University of Michigan EECS398 Portfolio Analysis
University of Michigan EECS398 Portfolio Analysis
The data sets that I will be analyzing are the recipes and ratings data sets. These consist of two unique CSV files describing recipes and what certain users thought of the recipes (their reviews). The interactions CSV has 731,927 rows and the recipes CSV has 83,782 rows. The reasoning for such a vast difference is that one recipe can have many reviews from many different users. The appeal of my investigation into these two data sets is that I am seeking out to determine the relationship of what makes a recipe successful (highly rated). Thus, I will be investigating: What common factors result in a recipe being highly rated. There are many columns storing information to work with and throughout the investigation I will look into the ‘nutrition’ column which stores nutrition information, ‘minutes’ which stores the amount of time the recipe takes, ‘n_steps’ which houses the amount of steps in a respective recipe, ‘n_ingredients’ which holds the integer value of the amount of ingredients in a recipe, and of course ‘rating’ which holds the rating given to the recipe on a one to five scale (with five being the highest rating). With that information in mind, let’s get right into it!
Getting right too it, we first must clean our data. Starting with the data frame that contains the ratings: we first are going to want to eliminate duplicates in the case that they may occur. Next we are going to normalize our column names with the same naming convention and then finally verify that all ratings are given as an integer on a 1-5 scale (inclusive). Moving on to recipes, there will be much more work done here: first, we are going to want to address the empty values. The most frequent column that contained empty values turned out to be minutes. In order to fill the rows missing ‘minutes’ (time the recipe takes) we are going to fill in with the median time. The reason the medain was utilzied instead of the mean was due to the presence of many outliers with extremely large cooking times (over 4k minutes, WOAH). The mean gives these outliers much more influence than the median does, so we will work with the mean. For descriptions that are missing, we will fill in simply NA, as we can not draw any conclusions. Next, we will normalize the column names the same way we did for the previous data frames. Finally, we are going to take out recipes that take over two weeks (or exaclty 20160 minutes). This will get rid of some large outliers that are not crucial to addressing our major question, however becuase there are not many recipes with that large of cooking time, we will take out those few outlying recipes. Below, you can see the first few rows of each cleaned data frame!
Here is the Ratings DataFrame cleaned:
This displays the first few rows, containing the recipe ID, the rating given, and other identifying details. Here is the cleaned recipes DataFrame. The reasoning for the presence of the ‘not_needed’ values is for formatting convenience; the actual content does not pertain to our investigation question at the moment so we can neglect it at the moment:
Listed below is a univariate analysis plot that describes the total amount of each rating, as in the total amount of reviews for each level rating.
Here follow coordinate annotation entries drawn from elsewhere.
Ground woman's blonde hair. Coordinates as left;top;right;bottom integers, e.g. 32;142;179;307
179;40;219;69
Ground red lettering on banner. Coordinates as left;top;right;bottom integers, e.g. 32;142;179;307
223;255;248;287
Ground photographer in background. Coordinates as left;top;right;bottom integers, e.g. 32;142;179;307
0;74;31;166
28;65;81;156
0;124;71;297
What clearly stands out the most is that there are drastically more five star reviews than any other review. This can likely be explained how people would be more likely to take the time to actually review someting (in this case a recipe) in the event that they really enjoy it.
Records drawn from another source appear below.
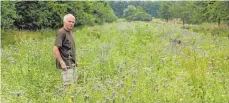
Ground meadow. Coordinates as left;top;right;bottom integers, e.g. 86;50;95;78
1;21;229;103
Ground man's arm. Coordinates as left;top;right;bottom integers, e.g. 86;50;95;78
53;45;67;70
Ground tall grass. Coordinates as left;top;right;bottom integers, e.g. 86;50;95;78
1;22;229;103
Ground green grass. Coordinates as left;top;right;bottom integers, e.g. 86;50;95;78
1;21;229;103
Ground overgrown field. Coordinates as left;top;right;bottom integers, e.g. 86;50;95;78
1;22;229;103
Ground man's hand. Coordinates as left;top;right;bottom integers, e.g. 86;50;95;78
60;61;67;71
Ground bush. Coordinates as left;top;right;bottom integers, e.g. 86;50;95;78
132;12;152;21
123;5;152;21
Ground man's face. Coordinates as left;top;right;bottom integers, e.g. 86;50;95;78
64;16;75;30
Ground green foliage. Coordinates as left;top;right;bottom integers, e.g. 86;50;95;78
1;21;229;103
2;1;117;30
1;1;18;29
123;5;152;21
158;2;172;22
109;1;160;17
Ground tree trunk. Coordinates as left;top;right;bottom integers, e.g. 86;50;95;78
218;19;221;26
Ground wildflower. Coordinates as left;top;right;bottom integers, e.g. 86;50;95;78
84;94;89;100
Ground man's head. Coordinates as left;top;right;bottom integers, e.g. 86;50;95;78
64;14;75;31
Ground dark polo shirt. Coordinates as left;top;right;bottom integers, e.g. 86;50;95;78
54;28;76;68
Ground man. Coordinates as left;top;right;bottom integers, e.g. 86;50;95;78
53;14;77;86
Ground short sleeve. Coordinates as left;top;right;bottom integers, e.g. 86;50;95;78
54;31;64;47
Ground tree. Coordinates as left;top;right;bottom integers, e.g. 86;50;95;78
1;1;18;29
158;1;172;22
207;1;229;25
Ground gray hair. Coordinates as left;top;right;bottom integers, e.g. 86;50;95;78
63;14;75;22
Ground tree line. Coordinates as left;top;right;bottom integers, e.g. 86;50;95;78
109;1;229;25
1;1;117;30
1;1;229;30
158;1;229;25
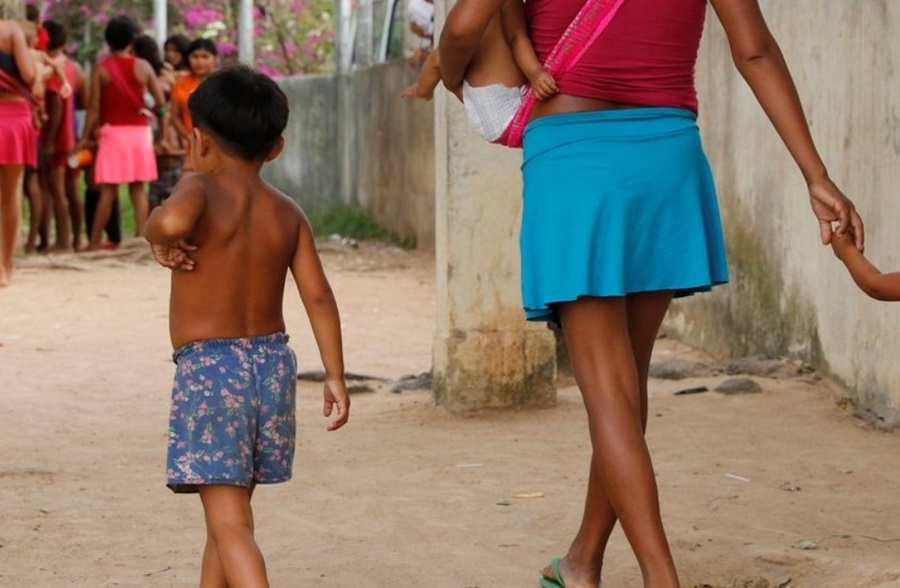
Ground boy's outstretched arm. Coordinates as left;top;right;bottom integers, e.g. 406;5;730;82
291;216;350;431
831;233;900;302
500;0;559;100
400;49;450;100
144;175;206;270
Next up we have an intresting bivariate analysis. This plot describes the the average amount of sugar in each grouped recipe rating. So, for example, if we were to take all of the recipes that recieved a 5/5 rating and found the average grams of sugar (in the nutrition column) of all these recipes and put it on a graph, we would create that column all the way to the right. Do this for the other three ratings and you have the graph you see now! An intresting trend is that the lowest rated recipes (1/5) tend to have the highest average sugar. It is also important to address that all recipes with over 200 g of sugar have been discarded for this graphical representation, in order to eliminate the sway of recipes with copius amounts of sugar.
Next, we are going to take a look at another bivarite analysis. This time, we are going to further dive into the relationship between cooking time and rating. Initially, it can be assumed that a “better” recipe may take longer becuase it can easily be thought that quality food is harder to make and would take longer. However, this graph actaully suggests the opposite. As rating increases, the cooking time on average decreases. This likely has to do with the convenience factor and that people like simpler recipes, especially novice chefs. So, this analysis suggests that low cooking time often can often result in a higher rated recipe.
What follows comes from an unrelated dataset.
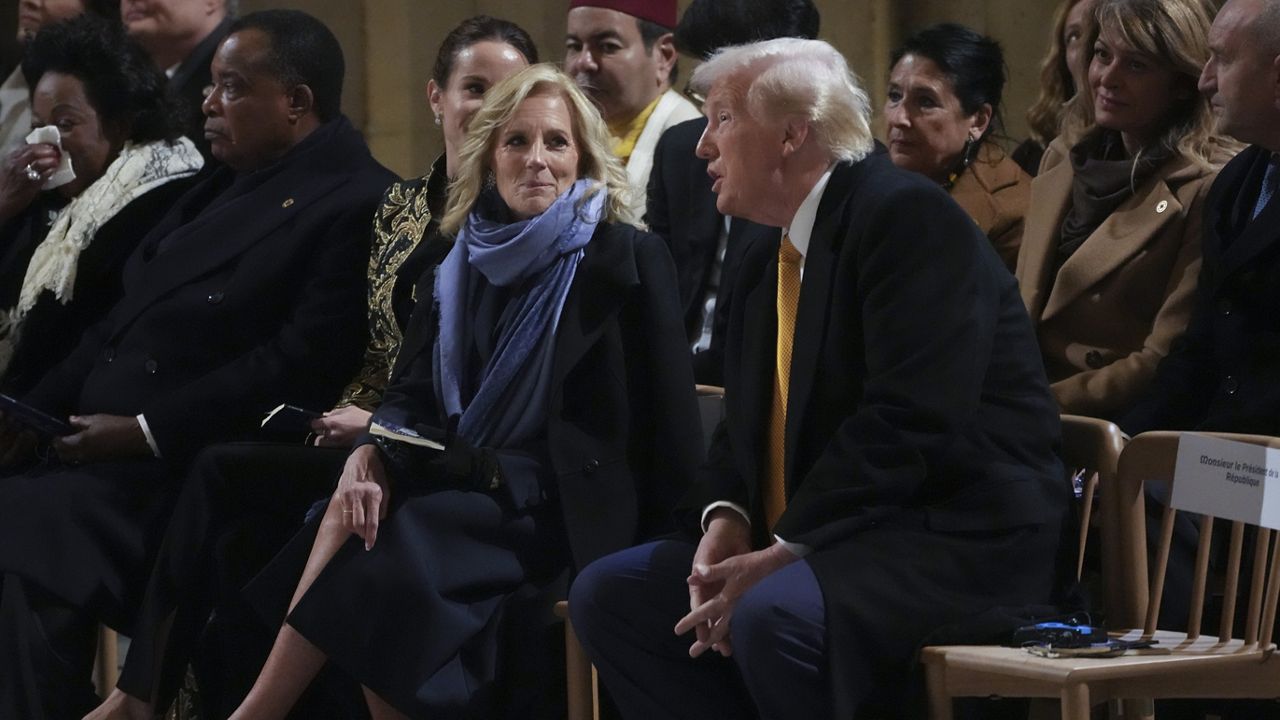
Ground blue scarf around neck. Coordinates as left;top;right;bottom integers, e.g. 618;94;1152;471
434;179;605;447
Our third graph is actually an aggregate graph!
The significane of this graph is that it can greatly help us understand what it is that makes recipes great! First off, take a look at the point located in the top right corner. That point represents all the recipes that recieved 1/5 ratings. The avearge time of these recipes is very high, at just under 70 minutes, much higher than any of the other data points representing the other rated recipes averages. The 1/5 recipes also have a high calorie total on average, once again higher than all the others. Meanwhile, as you decrease almost linearly in time and total calories, we get the 2/5 and then the 3/5 and then the 4/5. The 5/5 recipes are right there with 4/5 averages so the relationship is not perfectly linear, but this plot heavily suggests that as time and total calories increase, users are more likely to leave a lower review. Another interpretation is that users enjoy recipes that take little time and are low calorie, which logically makes sense as convienet low cal recipes are enjoyable to many.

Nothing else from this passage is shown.